Matrix-Matrix Multiplication
Suppose that $T:\mathbb{F}^n \to \mathbb{F}^m$ and $S:\mathbb{F}^m \to \mathbb{F}^\ell$. Assuming standard basis for everything again, note that
\[S(T(c_1e_1 + \cdots + c_ne_n)) = c_1S(T(e_1)) + \cdots + c_nS(T(e_n)).\]So if $A$ represents $T$ and $B$ represents $S$ (in the standard basis, of course), then
\[\begin{align*} BA(c_1e_1 + \cdots + c_ne_n) &= c_1BA(e_1) + \cdots + c_nBAe_n \\ &= c_1Ba_1 + \cdots c_nBa_n \\ &= c_1B(a_{1,1}e_1 + \cdots + a_{m,1}e_m) + \cdots + c_nB(a_{1,n}e_1 + \cdots + a_{m,n}e_m) \\ &= c_1(a_{1,1}b_1 + \cdots + a_{m,1}b_m) + \cdots + c_n(a_{1,n}b_1 + \cdots + a_{m,n}b_m) \\ &= (c_1a_{1,1} + \cdots + c_na_{1,n})b_1 + \cdots + (c_ma_{m,1} + \cdots + c_na_{m,n})b_m. \end{align*}\]So if $D := BA$, then it makes sense to define matrix-matrix multiplication by
\[d_j = Ba_j.\]Furthermore, this tells us that
\[d_{i,j} = \sum_{k=1}^m b_{i,k} a_{k,j}.\]Note if we are willing to accept distributivity of matrix multiplication and entry-byas fact, then it is actually easier to derive these rules in the following way. Let
\[A = [a_1 \mid \cdots \mid a_n] \quad\text{ and }\quad B = [b_1 \mid \cdots \mid b_m].\]Then,
\[BA = B\sum_{j=1}[0 \mid \cdots \mid a_j \mid \cdots \mid 0] = \sum_{j=1}[0 \mid \cdots \mid Ba_j \mid \cdots \mid 0].\]So it follows immediately that $d_j = Ba_j$.

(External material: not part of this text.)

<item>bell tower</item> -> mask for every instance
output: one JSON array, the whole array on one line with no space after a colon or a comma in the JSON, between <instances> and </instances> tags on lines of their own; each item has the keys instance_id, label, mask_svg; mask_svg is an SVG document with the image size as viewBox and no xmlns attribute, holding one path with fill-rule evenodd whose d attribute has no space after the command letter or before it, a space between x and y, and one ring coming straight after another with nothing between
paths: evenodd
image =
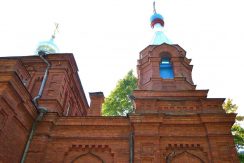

Example (Outer product). Suppose $u \in \mathbb{F}^m$ and $v \in \mathbb{F}^n$. Then the outer product of $u$ and $v$ is defined as the $m \times n$ matrix
\[uv^* = u[v_1 \; \cdots \; v_n] = [v_1u \; \cdots \; v_nu].\]Notice that there is a natural way of realizing matrix multiplication in terms of outer products. Namely, note
\[AB = [a_1 \;\; \cdots \;\; a_n]\begin{bmatrix}\tilde{b}_1^T \\ \vdots \\ \tilde{b}_m^T\end{bmatrix}.\]Then $AB$ is simply a sum of column-by-row outer products.